Conformational Exchange on the Microsecond Time Scale in α-Helix and β-Hairpin Peptides Measured by 13C NMR Transverse Relaxation

13C-NMR relaxation experiments (T 1, T 2, T 1 ρ, and NOE) were performed on selectively enriched residues in two peptides, one hydrophobic staple α-helix-forming peptide GFSKAELAKARAAKRGGY and one β-hairpin-forming peptide RGITVNGKTYGR, in water and in water/trifluoroethanol (TFE).
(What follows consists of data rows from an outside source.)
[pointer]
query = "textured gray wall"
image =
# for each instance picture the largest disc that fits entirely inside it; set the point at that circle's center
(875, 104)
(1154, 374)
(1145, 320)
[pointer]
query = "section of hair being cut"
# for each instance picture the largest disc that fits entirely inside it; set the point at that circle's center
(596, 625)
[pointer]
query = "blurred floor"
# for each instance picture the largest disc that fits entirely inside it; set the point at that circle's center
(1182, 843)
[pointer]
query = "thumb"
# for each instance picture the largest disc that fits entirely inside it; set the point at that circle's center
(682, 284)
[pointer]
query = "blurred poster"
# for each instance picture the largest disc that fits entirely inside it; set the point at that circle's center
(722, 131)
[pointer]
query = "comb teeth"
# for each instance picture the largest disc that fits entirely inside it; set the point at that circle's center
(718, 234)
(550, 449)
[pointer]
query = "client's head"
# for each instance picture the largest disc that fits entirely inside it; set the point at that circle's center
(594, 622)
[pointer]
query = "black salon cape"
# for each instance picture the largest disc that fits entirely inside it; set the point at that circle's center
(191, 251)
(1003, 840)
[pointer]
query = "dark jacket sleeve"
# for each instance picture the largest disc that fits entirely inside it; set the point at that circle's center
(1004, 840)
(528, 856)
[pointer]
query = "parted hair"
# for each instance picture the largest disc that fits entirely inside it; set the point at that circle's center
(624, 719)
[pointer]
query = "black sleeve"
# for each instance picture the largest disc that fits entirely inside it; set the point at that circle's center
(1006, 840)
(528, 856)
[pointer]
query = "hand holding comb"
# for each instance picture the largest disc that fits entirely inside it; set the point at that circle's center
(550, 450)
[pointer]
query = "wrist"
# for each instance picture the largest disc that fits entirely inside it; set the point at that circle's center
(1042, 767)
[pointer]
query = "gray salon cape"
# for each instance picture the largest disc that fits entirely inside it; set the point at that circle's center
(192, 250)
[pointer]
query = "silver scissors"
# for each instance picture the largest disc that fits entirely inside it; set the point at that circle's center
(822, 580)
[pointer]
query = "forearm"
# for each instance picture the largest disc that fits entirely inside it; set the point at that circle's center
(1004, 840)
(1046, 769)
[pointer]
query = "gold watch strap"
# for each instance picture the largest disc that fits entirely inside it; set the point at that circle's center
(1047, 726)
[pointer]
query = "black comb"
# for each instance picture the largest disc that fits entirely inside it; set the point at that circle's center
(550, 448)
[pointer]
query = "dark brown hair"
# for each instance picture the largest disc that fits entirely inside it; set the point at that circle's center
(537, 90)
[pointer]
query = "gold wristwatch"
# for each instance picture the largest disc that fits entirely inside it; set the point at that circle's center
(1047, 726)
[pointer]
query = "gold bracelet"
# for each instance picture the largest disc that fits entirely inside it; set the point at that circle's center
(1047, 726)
Exchange contributions, R ex, to spin−spin relaxation rates for 13Cα and 13Cβ groups were derived and were ascribed to be mainly due to peptide folding−unfolding. To evaluate the exchange time, τex, from R ex, the chemical shift difference between folded and unfolded states, Δδ, and the populations of these states, p i, were determined from the temperature dependence of 13C chemical shifts. For both peptides, values for τex fell in the 1 μs to 10 μs range. Under conditions where the peptides are most folded (water/TFE, 5 °C), τex values for all residues in each respective peptide were essentially the same, supporting the presence of a global folding−unfolding exchange process. Rounded-up average τex values were 4 μs for the helix peptide and 9 μs for the hairpin peptide. This 2−3-fold difference in exchange times between helix and hairpin peptides is consistent with that observed for folding−unfolding of other small peptides.